Putting the scissor to defense (Part 1)
Does the world need another defensive metric? Well, I needed one, at least. I will admit that it’s significantly inspired by what has preceded it, and as a system in its infancy it has some ground to make up to join the rest. I think there are a few little clever bits to the system that may interest you, though.
Moreover, I hope this is the last time anyone ever has to commence building such a thing from scratch, at least with the data at hand. Why? Because I’ll be providing full source code at the end. So if you’ve ever needed your own defensive metric as well, congratulations, you have one, too.
Two for the price of one
But wait, there’s more! Simple Zone Rating (pronounce it scissor, if you like) is not really one defensive evaluation system but two. SZR began with a simple premise: Try to devise the simplest play-by-play metric possible that would work with all years of Retrosheet data. (The availability of certain parts of the play-by-play data in Retrosheet varies greatly from season to season, particularly the further back in time you go.)
Then I got to wondering: How much of that system could I approximate using simply official fielding statistics? I then proceeded to cheat and start using official batting and pitching stats as well, but the result is still a fielding system that works without play-by-play data. I found this pretty exciting, to be honest.
Basic concepts
Either version of SZR works based upon the idea of judging a fielder’s efficacy by this formula:
Plays made/chances
Defining plays made is relatively trivial: We have a record of putouts and assists that provide a pretty good idea of when an infielder made a play on a batted ball (and understanding that can be enhanced by looking at the play-by-play data Retrosheet provides). Defining what a chance is proves to be much more bedeviling. So let’s break it down. A players’ fielding chances are:
- His plays made.
- A ball he would have made a play on, if not for an error.
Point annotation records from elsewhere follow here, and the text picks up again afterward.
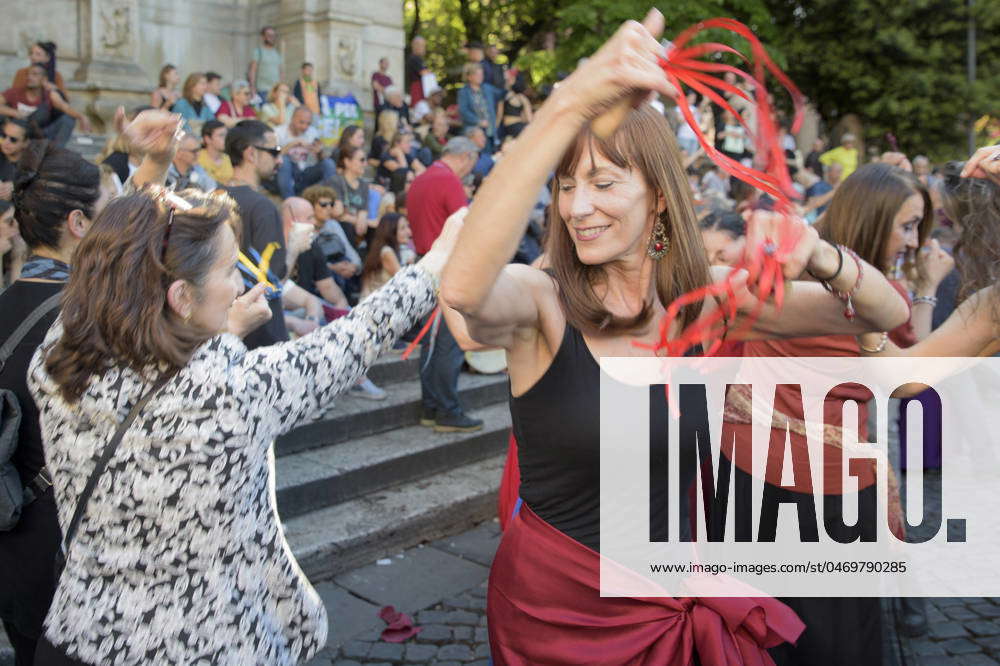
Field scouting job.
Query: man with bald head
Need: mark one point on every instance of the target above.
(184, 171)
(303, 164)
(311, 272)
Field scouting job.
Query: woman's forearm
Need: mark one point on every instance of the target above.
(496, 220)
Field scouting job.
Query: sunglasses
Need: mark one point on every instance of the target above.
(274, 152)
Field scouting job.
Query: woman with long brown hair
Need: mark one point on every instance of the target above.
(972, 200)
(883, 215)
(177, 554)
(192, 105)
(166, 88)
(56, 195)
(623, 244)
(384, 257)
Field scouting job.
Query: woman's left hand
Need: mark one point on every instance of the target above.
(248, 312)
(791, 241)
(153, 133)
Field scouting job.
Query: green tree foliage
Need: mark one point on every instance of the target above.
(588, 23)
(515, 26)
(899, 65)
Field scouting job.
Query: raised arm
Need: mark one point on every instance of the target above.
(497, 299)
(969, 331)
(809, 308)
(154, 134)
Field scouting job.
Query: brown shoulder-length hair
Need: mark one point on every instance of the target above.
(189, 83)
(973, 204)
(114, 308)
(861, 212)
(645, 144)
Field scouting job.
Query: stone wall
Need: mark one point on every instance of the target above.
(111, 51)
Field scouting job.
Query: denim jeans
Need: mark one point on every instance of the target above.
(439, 375)
(60, 130)
(292, 180)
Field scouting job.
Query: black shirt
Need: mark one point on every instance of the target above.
(557, 424)
(414, 65)
(262, 225)
(27, 577)
(16, 303)
(311, 268)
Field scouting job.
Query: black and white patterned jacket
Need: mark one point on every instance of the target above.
(180, 557)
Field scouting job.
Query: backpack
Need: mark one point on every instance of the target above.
(14, 496)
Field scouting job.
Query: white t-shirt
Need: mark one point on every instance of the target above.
(212, 101)
(298, 154)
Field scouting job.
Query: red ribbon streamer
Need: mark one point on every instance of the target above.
(683, 68)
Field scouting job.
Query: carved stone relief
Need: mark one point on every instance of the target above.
(347, 56)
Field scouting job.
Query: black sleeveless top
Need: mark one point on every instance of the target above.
(557, 427)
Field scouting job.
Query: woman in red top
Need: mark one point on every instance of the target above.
(623, 244)
(883, 214)
(238, 108)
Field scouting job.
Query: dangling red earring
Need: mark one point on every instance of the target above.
(659, 243)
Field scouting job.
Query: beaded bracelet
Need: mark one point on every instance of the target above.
(845, 296)
(883, 341)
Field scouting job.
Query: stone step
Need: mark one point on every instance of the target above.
(344, 536)
(318, 478)
(391, 368)
(353, 418)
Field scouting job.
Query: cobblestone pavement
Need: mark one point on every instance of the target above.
(442, 585)
(962, 631)
(454, 632)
- A ball that was batted cleanly for a hit, but was fieldable by the player.
Assigning hits to fielders is the hard part. What we want to do, in an ideal world, is assign partial credit for a hit to those players most capable of fielding it. For instance, with a ground ball hit between the shortstop and third baseman, we’d assign part credit to each of them. And then ideally we’d compare a fielder to how other fielders at his position would have done.
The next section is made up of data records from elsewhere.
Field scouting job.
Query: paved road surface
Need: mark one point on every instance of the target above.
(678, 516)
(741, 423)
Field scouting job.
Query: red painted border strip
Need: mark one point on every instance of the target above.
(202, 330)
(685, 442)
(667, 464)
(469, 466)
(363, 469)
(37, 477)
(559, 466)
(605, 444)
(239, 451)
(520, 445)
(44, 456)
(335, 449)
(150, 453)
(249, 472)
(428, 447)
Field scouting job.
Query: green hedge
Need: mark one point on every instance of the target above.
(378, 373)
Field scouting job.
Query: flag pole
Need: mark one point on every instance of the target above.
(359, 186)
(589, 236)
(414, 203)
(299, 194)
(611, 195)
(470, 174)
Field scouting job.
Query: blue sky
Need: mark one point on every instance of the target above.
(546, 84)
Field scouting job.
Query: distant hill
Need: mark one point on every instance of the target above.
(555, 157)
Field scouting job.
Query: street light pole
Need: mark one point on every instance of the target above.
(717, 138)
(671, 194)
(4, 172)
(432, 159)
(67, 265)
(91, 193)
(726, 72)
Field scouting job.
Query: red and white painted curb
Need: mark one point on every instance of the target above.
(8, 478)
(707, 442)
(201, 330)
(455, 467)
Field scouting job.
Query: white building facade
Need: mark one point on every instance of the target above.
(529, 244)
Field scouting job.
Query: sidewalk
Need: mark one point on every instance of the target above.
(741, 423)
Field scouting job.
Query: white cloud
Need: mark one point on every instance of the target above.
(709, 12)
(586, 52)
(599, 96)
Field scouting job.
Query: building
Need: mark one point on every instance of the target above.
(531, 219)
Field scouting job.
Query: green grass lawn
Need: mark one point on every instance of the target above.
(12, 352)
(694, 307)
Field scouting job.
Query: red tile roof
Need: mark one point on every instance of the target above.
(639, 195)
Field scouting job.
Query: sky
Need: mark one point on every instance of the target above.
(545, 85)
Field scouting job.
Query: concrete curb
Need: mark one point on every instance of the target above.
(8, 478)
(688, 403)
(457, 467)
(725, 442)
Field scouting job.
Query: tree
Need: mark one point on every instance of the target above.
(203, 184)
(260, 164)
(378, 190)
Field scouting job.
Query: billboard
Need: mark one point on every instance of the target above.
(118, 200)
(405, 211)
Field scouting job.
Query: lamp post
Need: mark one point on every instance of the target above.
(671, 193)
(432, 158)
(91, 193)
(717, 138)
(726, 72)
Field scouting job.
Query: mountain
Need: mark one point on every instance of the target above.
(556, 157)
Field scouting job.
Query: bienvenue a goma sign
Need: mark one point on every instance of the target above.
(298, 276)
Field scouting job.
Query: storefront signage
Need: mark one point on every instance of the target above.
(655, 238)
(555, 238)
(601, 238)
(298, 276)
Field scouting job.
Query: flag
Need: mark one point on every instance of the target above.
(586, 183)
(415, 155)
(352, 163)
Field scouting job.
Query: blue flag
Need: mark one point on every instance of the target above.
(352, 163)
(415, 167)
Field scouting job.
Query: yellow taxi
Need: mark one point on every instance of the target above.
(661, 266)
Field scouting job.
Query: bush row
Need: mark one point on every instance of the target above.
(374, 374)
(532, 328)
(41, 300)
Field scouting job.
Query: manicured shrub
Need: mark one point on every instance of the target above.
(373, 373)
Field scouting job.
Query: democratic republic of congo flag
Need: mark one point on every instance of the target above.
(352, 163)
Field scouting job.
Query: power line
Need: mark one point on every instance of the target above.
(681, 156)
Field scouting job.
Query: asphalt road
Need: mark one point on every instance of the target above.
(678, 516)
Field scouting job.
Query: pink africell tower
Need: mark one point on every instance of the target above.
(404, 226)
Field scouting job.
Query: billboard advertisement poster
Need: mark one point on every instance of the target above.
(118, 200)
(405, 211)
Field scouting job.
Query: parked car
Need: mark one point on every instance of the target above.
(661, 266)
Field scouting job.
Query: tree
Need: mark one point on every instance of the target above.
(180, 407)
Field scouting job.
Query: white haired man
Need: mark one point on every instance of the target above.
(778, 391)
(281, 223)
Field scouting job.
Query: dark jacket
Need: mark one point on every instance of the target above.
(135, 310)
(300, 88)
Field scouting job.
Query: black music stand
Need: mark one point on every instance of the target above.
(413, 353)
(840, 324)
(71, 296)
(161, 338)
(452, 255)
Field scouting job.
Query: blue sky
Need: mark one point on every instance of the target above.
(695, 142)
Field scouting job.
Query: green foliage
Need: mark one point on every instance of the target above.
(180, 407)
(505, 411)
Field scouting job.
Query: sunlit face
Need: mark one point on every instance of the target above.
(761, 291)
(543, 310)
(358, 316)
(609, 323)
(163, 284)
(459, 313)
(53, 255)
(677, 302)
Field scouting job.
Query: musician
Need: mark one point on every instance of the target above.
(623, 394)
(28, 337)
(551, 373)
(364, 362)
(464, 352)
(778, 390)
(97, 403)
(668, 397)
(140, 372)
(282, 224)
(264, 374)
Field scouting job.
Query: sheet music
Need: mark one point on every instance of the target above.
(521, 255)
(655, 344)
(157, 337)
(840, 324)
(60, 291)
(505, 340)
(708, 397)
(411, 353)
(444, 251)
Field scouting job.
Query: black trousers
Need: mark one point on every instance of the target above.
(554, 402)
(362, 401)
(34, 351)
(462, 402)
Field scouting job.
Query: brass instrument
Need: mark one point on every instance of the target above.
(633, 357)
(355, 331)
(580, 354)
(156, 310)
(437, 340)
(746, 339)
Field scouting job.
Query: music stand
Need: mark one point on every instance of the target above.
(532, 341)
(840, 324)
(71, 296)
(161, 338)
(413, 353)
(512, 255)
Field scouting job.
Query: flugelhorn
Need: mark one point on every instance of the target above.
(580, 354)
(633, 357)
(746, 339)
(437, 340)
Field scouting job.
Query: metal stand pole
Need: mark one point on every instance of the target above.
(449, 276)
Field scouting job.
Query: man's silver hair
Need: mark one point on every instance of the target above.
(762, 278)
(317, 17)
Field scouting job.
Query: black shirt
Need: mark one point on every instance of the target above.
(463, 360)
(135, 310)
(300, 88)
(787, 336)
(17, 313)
For an infielder, what we’d ideally like to know about a batted ball when assigning credit is:
- Where it was hit—at the very least, whether it went to left field, right field or center field. Ideally we have some sort of a vector or zone breakdown.
- What type of ball is it? Ground ball? Fly ball? Line drive? Ideally we’d just get a distance and hang time measurement and be left to our own devices here, but such is life.
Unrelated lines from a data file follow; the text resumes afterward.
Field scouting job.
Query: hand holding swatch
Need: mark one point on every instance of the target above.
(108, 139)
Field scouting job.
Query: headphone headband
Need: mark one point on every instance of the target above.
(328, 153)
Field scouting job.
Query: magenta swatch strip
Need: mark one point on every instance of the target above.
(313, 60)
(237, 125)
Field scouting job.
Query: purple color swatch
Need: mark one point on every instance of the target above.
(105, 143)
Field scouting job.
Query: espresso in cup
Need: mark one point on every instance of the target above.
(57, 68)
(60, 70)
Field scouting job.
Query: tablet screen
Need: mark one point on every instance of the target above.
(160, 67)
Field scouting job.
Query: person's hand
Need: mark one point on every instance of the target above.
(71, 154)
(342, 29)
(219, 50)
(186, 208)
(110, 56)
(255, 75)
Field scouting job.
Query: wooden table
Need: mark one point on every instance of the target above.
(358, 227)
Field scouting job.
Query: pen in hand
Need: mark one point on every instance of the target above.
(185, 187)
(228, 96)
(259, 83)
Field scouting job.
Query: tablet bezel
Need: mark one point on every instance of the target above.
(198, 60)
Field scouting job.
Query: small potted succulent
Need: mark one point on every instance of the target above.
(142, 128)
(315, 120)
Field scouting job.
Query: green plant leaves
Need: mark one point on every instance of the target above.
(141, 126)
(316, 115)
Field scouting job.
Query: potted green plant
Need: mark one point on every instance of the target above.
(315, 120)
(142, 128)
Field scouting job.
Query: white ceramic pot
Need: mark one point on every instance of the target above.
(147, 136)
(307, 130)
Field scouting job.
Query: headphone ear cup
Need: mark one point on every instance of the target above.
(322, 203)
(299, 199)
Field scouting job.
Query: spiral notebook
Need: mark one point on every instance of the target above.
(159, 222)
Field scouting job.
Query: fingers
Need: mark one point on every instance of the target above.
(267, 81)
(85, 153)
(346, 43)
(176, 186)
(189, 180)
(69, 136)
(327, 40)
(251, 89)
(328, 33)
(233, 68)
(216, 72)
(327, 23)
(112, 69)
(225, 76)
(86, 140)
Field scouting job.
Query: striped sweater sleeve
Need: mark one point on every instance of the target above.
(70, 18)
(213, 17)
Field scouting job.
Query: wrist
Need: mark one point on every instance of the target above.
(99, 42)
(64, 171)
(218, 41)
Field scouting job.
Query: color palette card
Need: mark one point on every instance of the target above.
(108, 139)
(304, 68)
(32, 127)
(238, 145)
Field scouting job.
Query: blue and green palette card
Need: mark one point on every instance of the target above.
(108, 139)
- Where an infielder was standing when the ball was hit. Nobody I’m aware of tracks this systematically, but it’d be very nice to have.
Unfortunately, we have almost none of that for the majority of the Retroera. In a rather cruel twist (for our purposes, at least), the typical practice prior to about 1989 or so was to record batted ball type for outs but not hits. No, I don’t get the sense of that, either. We also don’t have location data, not even an idea of which outfielder fielded the ball. (Again, that was recorded for outs, but not for hits.) And we obviously don’t have that data for the years before Retrosheet. So what are we to do?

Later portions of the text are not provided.